REPUBLIC OF SOUTH AFRICA

SOUTH GAUTENG HIGH COURT

(JOHANNESBURG)



CASE NO: SS20/4/2011

DPP REF NO: JPV2011/0022

DATE:07/11/2011



In the matter between


THE STATE


and


JACINTO ANTONIO CHILENGE...................................................ACCUSED 1

FELIX JOSE MACHAVA................................................................ACCUSED 2




J U D G M E N T

(SENTENCE)


VAN OOSTEN J:

[1] The accused have been convicted of a large number of atrocious crimes. They must now be sentenced. In the consideration of an appropriate sentence to be imposed, this Court is enjoined to carefully and dispassionately consider and balance the gravity of the offenses, the personal circumstances of the accused and the interests of society.

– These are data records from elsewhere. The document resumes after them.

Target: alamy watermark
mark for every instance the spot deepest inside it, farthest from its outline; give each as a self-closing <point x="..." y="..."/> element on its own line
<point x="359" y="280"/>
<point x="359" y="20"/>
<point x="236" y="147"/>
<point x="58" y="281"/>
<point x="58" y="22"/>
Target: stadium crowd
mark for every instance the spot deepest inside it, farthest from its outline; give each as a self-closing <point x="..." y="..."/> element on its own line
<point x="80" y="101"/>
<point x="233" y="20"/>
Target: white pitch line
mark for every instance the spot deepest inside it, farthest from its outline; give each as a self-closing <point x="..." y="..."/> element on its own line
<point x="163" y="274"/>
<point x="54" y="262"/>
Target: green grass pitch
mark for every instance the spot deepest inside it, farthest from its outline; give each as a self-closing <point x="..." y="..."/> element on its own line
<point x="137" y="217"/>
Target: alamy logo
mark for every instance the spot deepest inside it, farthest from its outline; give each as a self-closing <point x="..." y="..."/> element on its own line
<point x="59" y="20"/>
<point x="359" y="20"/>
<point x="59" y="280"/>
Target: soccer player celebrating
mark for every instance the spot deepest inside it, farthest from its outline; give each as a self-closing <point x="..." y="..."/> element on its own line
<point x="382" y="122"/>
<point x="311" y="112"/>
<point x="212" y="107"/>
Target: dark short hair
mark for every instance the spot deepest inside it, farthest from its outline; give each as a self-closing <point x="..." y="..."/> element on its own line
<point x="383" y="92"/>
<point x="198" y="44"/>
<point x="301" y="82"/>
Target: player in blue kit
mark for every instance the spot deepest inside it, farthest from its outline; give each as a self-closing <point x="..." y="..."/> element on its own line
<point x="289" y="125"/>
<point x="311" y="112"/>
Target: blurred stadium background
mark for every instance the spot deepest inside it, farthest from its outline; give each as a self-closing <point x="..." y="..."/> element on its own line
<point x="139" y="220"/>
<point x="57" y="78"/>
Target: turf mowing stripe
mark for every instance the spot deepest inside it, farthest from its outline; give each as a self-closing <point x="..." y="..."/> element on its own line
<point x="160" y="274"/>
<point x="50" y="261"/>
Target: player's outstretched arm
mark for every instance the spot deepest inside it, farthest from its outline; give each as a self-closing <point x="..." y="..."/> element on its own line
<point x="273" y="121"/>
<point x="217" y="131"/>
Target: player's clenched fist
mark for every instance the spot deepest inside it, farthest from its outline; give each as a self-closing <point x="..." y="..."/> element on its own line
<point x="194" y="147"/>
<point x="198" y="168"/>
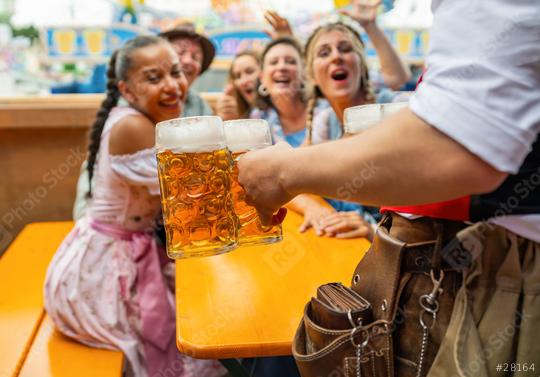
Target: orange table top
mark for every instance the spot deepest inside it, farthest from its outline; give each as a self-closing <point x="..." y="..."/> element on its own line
<point x="249" y="302"/>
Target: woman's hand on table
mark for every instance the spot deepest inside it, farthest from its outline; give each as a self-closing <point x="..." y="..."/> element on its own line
<point x="346" y="225"/>
<point x="226" y="106"/>
<point x="260" y="174"/>
<point x="313" y="215"/>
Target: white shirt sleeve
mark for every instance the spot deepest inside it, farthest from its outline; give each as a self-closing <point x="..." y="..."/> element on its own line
<point x="482" y="83"/>
<point x="138" y="169"/>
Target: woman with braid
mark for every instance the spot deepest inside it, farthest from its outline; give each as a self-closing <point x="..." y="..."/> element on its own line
<point x="106" y="285"/>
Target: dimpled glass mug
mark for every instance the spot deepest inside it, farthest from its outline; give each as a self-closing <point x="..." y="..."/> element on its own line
<point x="195" y="175"/>
<point x="242" y="136"/>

On the other hand the interests of the victims are equally relevant and should not be overlooked.

[2] The facts of this matter reveal a series of horrific crimes committed in a spree of organised, violent intrusions into private homes, over a period of some twelve months, when seven young adult women became the victims of rape which in the past, has been referred to as the most heinous of crimes. Their houses were broken into and valuable possessions robbed. They were soft targets: defenceless women living in poor conditions, who were asleep. The accused’s conduct was pre-planned and purely intended for financial gain, personal gratification and humiliation and degradation of women. The accused acted in concert and were well prepared to overcome any possible resistance by carrying firearms and housebreaking implements. It is true that the firearms were not used except in two incidents when shots were fired. That was merely indicative of the callousness and sadistic nature of the attacks. It may well have been otherwise had the complainants offered resistance. It was only their submissiveness that prevented further tragedies. The cruelty of the attacks extended beyond the sexual abuse of the complainants when M’s boyfriend was gratuitously assaulted with a firearm. The complainants, except for the last incident, were deliberately subjected to the indignity of being sexually abused in the presence of others. The ease with which the victims were overpowered and their immediate submission must have encouraged the further incidents. There was more than sufficient time for reflection which the accused did not avail themselves of.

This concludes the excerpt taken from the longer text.